The risk management team of the hospital reviewed the case and declined to settle the lawsuit. The interventional radiologist was deposed. The expert witness for the defense was deposed. Both maintained that the complication could occur in the hands of a reasonable physician and subsequent care was appropriate. After both depositions and before disclosing their own expert witness, the case was dropped by plaintiff's attorney before disclosing her own experts.
Comment
It is unusual for a case to be dropped by plaintiff in this manner but it became apparent during depositions that this was an unusual complication that could occur in a “reasonable” physician's care which was handled expeditiously and appropriately. This does not constitute medical malpractice. The underlying complication appeared to be laceration of the anterior wall of the stomach by the T-fastener creating a 1 cm rent in the stomach.
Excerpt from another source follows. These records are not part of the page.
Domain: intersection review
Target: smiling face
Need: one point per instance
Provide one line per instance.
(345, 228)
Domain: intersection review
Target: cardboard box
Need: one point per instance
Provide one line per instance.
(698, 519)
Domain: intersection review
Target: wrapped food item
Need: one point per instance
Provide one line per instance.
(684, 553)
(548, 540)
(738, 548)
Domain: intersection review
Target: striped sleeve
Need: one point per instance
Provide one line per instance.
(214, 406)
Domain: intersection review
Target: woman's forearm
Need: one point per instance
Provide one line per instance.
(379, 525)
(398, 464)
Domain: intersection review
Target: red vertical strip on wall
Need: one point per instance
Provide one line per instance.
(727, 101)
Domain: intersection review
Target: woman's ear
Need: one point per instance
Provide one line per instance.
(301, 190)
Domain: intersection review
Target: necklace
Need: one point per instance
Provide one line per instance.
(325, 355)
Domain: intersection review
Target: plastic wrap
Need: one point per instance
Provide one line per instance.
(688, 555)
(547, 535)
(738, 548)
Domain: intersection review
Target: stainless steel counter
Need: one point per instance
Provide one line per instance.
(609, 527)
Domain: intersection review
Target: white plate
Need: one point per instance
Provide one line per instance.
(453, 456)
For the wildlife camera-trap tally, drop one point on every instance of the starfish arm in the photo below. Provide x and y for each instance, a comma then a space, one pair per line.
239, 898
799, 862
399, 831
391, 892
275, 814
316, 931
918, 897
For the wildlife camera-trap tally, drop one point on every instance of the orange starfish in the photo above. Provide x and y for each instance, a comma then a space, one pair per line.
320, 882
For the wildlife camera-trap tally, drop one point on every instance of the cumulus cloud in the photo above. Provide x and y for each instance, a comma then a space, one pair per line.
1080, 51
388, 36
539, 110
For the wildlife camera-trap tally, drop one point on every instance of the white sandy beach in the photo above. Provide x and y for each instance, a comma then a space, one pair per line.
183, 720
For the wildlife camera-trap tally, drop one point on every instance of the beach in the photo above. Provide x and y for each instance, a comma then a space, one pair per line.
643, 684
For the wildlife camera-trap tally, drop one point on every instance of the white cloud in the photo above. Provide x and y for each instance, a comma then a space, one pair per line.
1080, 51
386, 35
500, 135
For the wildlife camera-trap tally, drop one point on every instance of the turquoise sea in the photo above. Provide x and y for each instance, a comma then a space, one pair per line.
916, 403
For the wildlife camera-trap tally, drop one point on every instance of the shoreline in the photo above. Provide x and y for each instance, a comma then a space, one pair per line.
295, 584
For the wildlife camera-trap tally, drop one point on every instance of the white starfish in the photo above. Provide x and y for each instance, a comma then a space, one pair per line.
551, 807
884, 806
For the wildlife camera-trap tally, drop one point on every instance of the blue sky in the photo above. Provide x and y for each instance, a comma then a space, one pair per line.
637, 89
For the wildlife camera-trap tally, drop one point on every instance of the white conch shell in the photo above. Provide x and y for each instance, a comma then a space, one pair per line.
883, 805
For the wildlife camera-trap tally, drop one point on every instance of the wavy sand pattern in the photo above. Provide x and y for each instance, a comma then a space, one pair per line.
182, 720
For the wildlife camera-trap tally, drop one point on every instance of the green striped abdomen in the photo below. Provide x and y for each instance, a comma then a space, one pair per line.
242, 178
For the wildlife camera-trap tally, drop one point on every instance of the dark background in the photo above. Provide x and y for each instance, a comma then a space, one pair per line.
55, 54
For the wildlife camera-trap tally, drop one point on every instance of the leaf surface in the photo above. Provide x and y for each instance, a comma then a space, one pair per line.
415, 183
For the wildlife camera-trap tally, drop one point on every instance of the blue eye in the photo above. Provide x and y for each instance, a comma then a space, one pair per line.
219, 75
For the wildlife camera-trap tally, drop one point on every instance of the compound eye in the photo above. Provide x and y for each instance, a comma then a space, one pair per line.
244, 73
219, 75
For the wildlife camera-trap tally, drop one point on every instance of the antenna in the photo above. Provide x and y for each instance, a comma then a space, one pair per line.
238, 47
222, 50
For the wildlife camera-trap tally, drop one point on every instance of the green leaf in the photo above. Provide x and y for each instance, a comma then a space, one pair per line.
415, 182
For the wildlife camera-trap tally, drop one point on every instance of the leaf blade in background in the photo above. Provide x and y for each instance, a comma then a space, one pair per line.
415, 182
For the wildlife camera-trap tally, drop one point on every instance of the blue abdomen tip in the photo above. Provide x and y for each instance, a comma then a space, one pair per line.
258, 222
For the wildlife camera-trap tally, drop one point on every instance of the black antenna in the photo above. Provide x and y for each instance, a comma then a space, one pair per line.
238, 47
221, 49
This unusual complication had been unreported at the time of the procedure but has since been noted in a recent publication.4 This is an example of a complication which could occur in virtually any patient treated by any physician. It was not immediately recognized but conservative management enabled timely diagnosis and treatment. It underlines the importance of managing a complication once it occurs; the patient was admitted, the complication was diagnosed in a reasonable time period and treated immediately. Had this not been done, the care provided would have been much more difficult to defend. A complication which could occur in any reasonable physician's hands does not constitute malpractice. However, poor management of the aforementioned complication may constitute negligence and (in my experience as an expert witness) often the focus of a lawsuit. In the author's view, with regard to the medicolegal consequences, the management of a complication is usually more important than the complication itself.